The Joint Comprehensive Plan of Action (JCPOA)—as the 2015 nuclear deal is formally known—required the Islamic Republic to convert its Fordow uranium-enrichment facility to a “nuclear, physics, and technology center” for international civilian scientific cooperation. Thanks to the cache of documents the Mossad spirited out of Iran last year, there is no longer any doubt that this heavily fortified facility, long kept secret, had been designed for the production of weapons-grade nuclear fuel. Drawing on publicly available information, including satellite images, David Albright, Sarah Burkhard, Frank Pabian, and Jack Toole conclude that Tehran had no intention of converting the complex into anything else:
Since the implementation of the JCPOA [in 2016], Iran has been bolstering its ability to build gas centrifuges [in the complex’s aboveground] support area, while maintaining its capability to produce weapons-grade uranium in the tunnel complex [below]. In an ominous development, Iran recently announced the opening of key new centers at the support area.
[Even before the U.S. left the nuclear deal], high levels of activity had been observed at the Fordow support area.
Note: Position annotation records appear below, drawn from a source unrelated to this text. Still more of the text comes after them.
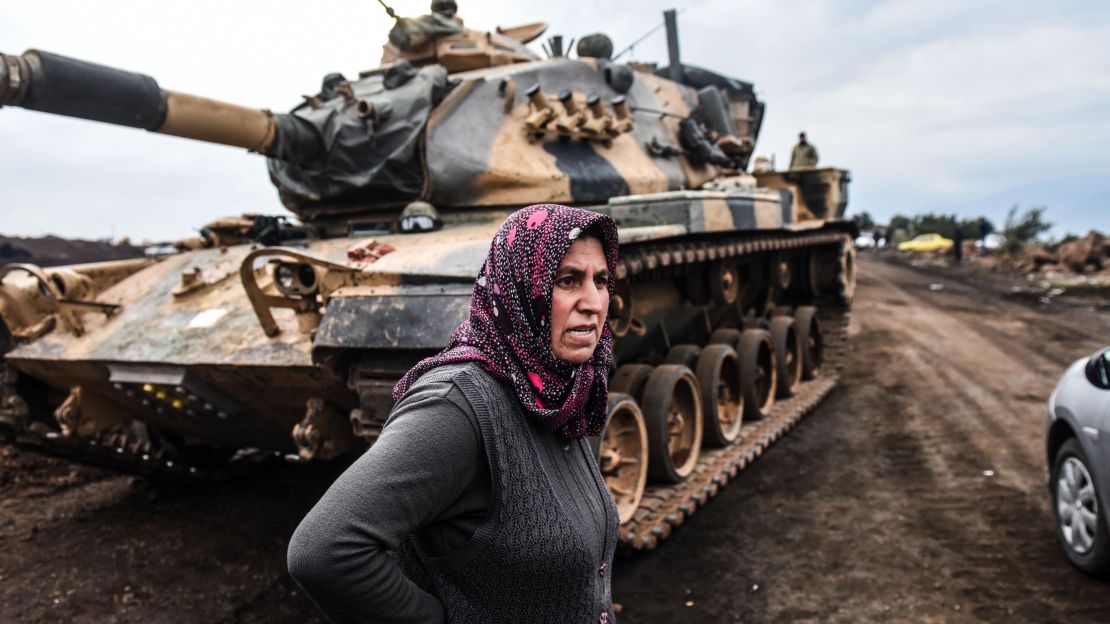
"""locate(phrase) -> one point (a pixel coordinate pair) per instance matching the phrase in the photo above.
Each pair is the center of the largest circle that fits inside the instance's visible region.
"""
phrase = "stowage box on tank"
(269, 336)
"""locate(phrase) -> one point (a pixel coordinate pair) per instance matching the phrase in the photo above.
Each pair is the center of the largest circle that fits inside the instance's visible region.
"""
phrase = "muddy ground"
(915, 493)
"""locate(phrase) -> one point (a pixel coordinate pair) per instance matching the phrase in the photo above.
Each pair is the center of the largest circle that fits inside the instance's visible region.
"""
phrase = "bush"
(1022, 230)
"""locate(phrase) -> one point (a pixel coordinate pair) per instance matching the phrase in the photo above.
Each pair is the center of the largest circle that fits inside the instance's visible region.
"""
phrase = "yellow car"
(926, 242)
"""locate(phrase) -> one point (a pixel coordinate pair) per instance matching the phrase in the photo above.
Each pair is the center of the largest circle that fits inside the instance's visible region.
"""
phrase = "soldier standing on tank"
(804, 154)
(984, 230)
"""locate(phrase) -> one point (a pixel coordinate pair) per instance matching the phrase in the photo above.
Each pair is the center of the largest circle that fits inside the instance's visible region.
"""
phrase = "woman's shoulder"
(443, 378)
(439, 395)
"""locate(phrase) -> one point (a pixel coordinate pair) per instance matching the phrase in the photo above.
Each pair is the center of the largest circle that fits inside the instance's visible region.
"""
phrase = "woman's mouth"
(583, 334)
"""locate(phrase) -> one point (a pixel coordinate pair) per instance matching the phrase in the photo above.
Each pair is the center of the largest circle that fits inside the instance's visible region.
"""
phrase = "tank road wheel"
(809, 335)
(726, 335)
(685, 354)
(724, 283)
(673, 412)
(784, 333)
(623, 454)
(718, 375)
(631, 379)
(757, 373)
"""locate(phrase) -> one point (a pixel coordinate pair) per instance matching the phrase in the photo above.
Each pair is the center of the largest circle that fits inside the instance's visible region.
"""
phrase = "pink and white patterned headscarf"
(508, 329)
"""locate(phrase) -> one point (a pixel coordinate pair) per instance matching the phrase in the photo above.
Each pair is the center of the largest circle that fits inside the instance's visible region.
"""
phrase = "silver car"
(1078, 436)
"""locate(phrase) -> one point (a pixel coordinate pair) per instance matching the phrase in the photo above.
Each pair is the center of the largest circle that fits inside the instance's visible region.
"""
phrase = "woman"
(482, 484)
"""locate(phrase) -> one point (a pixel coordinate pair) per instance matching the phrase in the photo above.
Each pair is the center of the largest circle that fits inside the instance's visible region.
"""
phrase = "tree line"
(1020, 229)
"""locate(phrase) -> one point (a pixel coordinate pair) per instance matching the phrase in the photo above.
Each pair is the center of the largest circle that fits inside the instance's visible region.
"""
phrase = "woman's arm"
(426, 458)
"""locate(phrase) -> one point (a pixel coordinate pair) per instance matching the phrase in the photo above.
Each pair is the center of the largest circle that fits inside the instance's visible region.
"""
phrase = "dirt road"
(915, 493)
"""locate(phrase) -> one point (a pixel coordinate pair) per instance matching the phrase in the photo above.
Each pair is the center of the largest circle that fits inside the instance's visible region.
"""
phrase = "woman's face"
(579, 301)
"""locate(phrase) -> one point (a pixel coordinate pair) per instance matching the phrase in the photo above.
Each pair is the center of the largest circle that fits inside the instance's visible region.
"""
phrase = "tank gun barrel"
(47, 82)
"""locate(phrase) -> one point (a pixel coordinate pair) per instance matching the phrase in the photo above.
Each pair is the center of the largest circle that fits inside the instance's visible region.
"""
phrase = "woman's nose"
(591, 301)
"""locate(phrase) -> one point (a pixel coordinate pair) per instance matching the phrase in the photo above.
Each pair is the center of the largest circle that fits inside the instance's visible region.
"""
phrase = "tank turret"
(511, 130)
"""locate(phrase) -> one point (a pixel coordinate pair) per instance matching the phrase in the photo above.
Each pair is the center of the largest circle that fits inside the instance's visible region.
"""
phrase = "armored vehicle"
(279, 336)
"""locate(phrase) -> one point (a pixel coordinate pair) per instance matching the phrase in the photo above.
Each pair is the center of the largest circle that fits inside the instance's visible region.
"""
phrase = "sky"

Additions to the area include the 2016 installation of a Russian S-300 surface-to-air missile system and the construction of several building complexes.
[T]here is little reason to believe that Iran ever intended any meaningful conversion of the Fordow tunnel complex into a technical and scientific international center of cooperation, let alone the closely associated support area. This deeply buried gas-centrifuge tunnel complex is too important to Iran, since it can be reconstituted if the deal fails. It can also be reverted . . . to its original purpose of making weapons-grade uranium for nuclear weapons. With a complex specifically built so that it would be extremely difficult to destroy by military action, the international community could face few options if Iran does choose to move to much higher enrichment at Fordow.